Pensei que ele tentaria me deter, insistir, mas ele apenas girou meu corpo lentamente e
abriu a porta que eu buscava. Suas mãos abandonaram-me e senti como se tivesse acabado de
perder todo apoio que meu corpo usava para se sustentar. Paralisei por um instante, sem saber
como mover minhas pernas adiante. Virei meu rosto para trás e, com a pouca luz que invadia
meu quarto, tive apenas um vislumbre de seu corpo. Aaron vestia apenas as calças, eu já sabia,
havia sentido sua pele desnuda sob minhas mãos...
Ele deixou-me e atravessou a porta de seu quarto, sem dizer mais nada.
Capítulo 17
St. John
1911

Foi difícil para cacete deixar Grace na última noite. Eu a queria, mas quando ela recuou,
não pude insistir.

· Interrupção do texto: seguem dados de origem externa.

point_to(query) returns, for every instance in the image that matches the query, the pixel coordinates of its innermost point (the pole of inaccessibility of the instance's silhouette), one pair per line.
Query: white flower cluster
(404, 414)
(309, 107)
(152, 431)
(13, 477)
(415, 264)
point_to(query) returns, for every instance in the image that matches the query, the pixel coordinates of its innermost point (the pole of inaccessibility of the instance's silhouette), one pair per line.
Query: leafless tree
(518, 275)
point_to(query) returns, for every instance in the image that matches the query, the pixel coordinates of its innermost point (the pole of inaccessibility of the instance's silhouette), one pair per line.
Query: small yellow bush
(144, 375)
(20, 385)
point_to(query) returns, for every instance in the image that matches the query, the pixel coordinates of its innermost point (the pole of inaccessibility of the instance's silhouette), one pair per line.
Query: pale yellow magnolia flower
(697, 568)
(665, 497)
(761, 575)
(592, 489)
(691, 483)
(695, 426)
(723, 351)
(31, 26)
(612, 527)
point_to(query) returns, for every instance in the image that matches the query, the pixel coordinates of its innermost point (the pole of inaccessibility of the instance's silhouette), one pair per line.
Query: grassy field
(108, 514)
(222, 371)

Ela já passou por tanto desde que chegou aqui, não precisa que eu piore as
coisas para ela, apesar de que... Grace é linda e, puta merda, eu a desejo. Eu precisei me afastar,
assim que ela recuou, para não correr o risco de me tornar um deles.
Quando o dia amanheceu, busquei sair logo do quarto. Comecei a trabalhar ainda mais
cedo do que nos outros dias.
No café da manhã, enxerguei Grace em uma mesa afastada e sozinha. Ela estava com os
cabelos soltos e parte dos fios escondia seu rosto.
Joguei o prato ao seu lado e notei quando ela se encolheu.
— Assustei você? — perguntei.
— Não — ela respondeu apenas.
Comemos em silêncio, mas não era um silêncio tranquilo, era tenso, como se algo
estivesse prestes a se romper a qualquer momento. Seu corpo estava retesado e parecia ansiar por
manter distância de mim. Terminei de comer e deixei Grace sozinha. Não sabia o que pensar. Ela
parecia muito bem ontem à noite até que... ela afastou-se.
Deixei o trabalho ocupar minha mente, para não cair na tentação de ir atrás de Grace e
arrancar dela qualquer coisa que estivesse rondando sua mente, que agora parecia ainda mais
fechada.
Ouvi passos soarem na escada do porão e virei-me para ver Shirley, descendo devagar.
Havia sido um dia exaustivo e realmente não queria ter que lidar com ela agora.
— Eu mal coloquei os pés de volta ao Saint John e tive que ouvir que você anda dando
muita atenção a uma paciente... — ela disse, tentando conter os ciúmes, mas falhando
miseravelmente.
— E eu já te disse que o que eu faço não é da sua conta — declarei, sem me alterar.
— Vai ser se eu disser ao Dr. Shawcross que você é uma ameaça à vida dela e ele retirar
a jovenzinha louca do quarto ao lado do seu.
Subi as escadas e parei no mesmo degrau em que ela estava, ainda longe do chão.
— Você não deveria me provocar, Shirley — disse, bem próximo ao seu rosto. — Este é
um lugar perigoso e sabemos o quanto você gosta de andar por aí sozinha...
— Está me ameaçando? — perguntou, incrédula.
— Até parece que você não estava fazendo a mesma coisa, não é?!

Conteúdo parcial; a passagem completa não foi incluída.